The Revolution 8 (final): The revolution continues

Eighth (and last!) post on N.T. Wright, 2016. The day the revolution began: Reconsidering the meaning of Jesus’ crucifixion. London: SPCK.

The previous post (The Revolution 7) in this series on Tom Wright's book is here.


In Parts 1-3 of The day the revolution began Tom Wright has shown us that when Jesus died on Good Friday, something happened that made the world a different place. Early Christians saw his death as the ultimate victory over evil, the dawn of ‘the age to come’. The first sign of that difference came when Jesus was gloriously raised from the dead. With wickedness and suffering still pervasive, though, it felt and feels as if the ‘present age’ has yet to end. In the midst of this, the mission of Jesus’ followers is to work for the kingdom of God, announcing God’s amnesty to sinners wordwide. But a mission that promises only that the forgiven will go to heaven ignores Jesus’ claim to be launching the kingdom of God. Mission requires Jesus’ followers to be God’s image-bearers. ‘Christian mission means implementing the victory that Jesus won on the cross. Everything else follows from this.’

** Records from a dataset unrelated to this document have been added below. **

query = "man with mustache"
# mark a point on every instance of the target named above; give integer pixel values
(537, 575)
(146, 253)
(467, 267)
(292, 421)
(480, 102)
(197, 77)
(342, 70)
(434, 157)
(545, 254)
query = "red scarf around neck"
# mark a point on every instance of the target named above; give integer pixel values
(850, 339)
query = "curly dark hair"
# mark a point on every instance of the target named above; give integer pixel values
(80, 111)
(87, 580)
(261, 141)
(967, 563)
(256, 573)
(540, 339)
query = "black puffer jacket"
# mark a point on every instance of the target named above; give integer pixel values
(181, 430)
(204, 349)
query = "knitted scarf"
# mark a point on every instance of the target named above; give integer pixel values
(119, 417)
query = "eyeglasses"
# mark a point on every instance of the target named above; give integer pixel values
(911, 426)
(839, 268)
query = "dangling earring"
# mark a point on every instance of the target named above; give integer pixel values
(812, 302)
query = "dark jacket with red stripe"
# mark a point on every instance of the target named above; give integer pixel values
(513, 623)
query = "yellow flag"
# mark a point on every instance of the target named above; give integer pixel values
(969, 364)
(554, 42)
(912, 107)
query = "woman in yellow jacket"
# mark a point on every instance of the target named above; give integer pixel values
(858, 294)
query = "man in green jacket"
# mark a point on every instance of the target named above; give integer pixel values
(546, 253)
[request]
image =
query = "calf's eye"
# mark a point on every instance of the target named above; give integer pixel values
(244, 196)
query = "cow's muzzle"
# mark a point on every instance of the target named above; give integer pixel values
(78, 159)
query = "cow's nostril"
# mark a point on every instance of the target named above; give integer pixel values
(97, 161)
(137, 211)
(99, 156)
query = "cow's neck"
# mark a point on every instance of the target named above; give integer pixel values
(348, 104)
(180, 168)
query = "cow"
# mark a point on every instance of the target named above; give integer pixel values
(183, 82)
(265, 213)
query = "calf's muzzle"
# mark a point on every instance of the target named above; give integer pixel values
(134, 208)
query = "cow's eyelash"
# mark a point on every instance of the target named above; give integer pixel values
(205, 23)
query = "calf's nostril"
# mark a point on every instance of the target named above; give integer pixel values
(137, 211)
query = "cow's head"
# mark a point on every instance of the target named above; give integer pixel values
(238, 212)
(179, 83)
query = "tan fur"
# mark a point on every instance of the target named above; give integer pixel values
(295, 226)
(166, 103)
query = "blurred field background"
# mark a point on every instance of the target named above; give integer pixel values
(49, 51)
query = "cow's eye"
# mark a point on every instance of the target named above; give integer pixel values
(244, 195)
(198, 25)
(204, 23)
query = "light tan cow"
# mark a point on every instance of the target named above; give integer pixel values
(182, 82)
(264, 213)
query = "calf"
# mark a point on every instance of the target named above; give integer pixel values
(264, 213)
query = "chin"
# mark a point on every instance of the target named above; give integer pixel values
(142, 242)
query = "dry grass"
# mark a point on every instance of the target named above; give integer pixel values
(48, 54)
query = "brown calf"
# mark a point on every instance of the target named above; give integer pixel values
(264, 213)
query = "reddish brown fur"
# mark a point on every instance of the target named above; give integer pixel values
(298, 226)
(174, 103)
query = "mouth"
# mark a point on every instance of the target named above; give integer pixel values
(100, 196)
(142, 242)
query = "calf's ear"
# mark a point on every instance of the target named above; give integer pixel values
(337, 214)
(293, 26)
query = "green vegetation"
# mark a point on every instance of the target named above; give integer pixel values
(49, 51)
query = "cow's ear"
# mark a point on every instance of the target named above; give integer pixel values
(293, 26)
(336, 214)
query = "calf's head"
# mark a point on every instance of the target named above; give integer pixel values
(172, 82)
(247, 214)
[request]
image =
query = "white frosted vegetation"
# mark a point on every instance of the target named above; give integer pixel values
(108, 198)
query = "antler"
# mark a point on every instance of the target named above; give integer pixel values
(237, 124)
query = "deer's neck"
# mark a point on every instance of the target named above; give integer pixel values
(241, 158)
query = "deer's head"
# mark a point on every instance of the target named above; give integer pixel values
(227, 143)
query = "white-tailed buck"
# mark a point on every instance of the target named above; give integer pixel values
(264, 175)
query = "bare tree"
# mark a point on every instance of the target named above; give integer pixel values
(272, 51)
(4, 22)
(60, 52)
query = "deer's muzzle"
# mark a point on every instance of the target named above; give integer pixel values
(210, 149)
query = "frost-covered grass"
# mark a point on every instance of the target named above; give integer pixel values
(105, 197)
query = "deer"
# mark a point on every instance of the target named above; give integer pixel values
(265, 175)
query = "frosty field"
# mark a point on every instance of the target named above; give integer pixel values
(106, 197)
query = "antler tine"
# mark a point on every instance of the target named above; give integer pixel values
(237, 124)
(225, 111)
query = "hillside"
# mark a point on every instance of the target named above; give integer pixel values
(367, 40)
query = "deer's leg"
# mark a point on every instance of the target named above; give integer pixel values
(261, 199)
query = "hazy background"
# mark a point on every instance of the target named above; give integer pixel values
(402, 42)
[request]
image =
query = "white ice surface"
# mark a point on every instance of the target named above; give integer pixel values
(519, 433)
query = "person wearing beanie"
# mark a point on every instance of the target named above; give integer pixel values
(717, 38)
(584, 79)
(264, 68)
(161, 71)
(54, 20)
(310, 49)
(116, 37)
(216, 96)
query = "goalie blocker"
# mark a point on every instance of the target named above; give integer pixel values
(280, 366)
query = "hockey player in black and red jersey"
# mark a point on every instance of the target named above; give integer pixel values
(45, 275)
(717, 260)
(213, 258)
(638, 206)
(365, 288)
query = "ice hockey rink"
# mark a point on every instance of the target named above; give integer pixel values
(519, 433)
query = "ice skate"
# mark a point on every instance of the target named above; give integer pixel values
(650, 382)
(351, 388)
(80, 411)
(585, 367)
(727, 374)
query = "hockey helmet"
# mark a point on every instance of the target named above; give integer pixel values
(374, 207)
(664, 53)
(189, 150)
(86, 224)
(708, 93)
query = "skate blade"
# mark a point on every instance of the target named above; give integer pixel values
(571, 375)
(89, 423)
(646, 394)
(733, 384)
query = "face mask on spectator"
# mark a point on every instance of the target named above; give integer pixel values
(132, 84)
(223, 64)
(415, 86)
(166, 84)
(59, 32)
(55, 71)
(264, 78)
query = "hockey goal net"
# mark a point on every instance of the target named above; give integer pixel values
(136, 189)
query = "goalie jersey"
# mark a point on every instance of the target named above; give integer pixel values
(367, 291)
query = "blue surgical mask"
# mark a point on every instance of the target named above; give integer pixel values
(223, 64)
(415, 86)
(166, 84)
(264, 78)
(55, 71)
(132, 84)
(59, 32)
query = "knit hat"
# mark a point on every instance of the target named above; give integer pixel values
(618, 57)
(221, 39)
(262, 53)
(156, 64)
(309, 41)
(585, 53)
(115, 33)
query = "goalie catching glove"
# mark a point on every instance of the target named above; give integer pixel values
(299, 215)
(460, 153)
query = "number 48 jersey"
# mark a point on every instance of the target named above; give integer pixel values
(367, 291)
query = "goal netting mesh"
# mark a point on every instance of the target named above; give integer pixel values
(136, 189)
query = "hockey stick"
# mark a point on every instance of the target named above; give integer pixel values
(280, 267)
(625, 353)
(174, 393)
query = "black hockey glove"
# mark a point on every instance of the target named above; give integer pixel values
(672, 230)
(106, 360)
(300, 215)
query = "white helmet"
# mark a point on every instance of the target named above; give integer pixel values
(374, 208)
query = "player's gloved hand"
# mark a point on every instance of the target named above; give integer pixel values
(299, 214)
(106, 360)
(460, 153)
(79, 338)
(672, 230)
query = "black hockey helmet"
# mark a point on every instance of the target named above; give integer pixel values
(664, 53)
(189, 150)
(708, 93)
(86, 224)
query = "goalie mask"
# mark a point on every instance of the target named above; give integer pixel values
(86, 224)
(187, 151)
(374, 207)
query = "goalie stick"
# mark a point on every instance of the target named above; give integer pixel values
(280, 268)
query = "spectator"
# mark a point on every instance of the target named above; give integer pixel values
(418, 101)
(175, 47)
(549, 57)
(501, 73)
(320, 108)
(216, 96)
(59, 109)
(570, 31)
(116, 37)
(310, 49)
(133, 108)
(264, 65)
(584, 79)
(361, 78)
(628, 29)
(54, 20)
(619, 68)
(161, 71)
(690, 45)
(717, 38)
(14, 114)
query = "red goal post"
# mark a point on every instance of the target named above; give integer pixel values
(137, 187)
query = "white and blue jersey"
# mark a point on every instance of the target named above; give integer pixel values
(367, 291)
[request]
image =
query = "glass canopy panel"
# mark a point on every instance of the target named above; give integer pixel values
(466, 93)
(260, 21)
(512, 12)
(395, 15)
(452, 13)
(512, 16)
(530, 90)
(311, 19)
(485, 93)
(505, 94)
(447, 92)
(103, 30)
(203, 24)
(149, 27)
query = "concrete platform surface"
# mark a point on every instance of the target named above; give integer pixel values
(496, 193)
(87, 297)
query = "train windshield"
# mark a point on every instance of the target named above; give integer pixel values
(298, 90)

Jews of Jesus’ time believed that history was divided into the ‘present age’ and the ‘age to come’. The latter was when God would assume his rightful power at last. When Jesus died something happened that made the world a different place: the ‘present age’ ended and ‘the age to come’ began.

Wright asks what it looks like when the vision of Jesus’ death that he has presented in Parts 1–3 is turned into mission. Beginning to answer this question is the purpose of Part 4.

Historical background

How did the church get where it is today?

Some Reformation theology led to what has been called the “Puritan hope”: the vision that the kingdoms of the world would become the kingdom of God (Revelation 11:15). Significantly, when the composer Handel set scripture passages to music in his oratorio The Messiah (first performed 1742) , this text from Revelation was used in his “Hallelujah Chorus,” a powerful celebration of the kingdom of God on earth as in heaven. Handel placed the chorus not at the end of part 3, celebrating the resurrection of the dead and new creation, but at the end of part 2, after Jesus’ resurrection and the preaching of the gospel.

This 17th- and 18th-century view of kingdom of God on earth was challenged from the late 18th century by those who thought that social and cultural reform was a distraction from saving souls for heaven. ‘Had not Jesus said, “My kingdom is not of this world”?’ (John 18:36) Actually, no, he said, ““My kingdom is not from this world”.[1]  That is, 'my kingdom' is here, but it originates from God.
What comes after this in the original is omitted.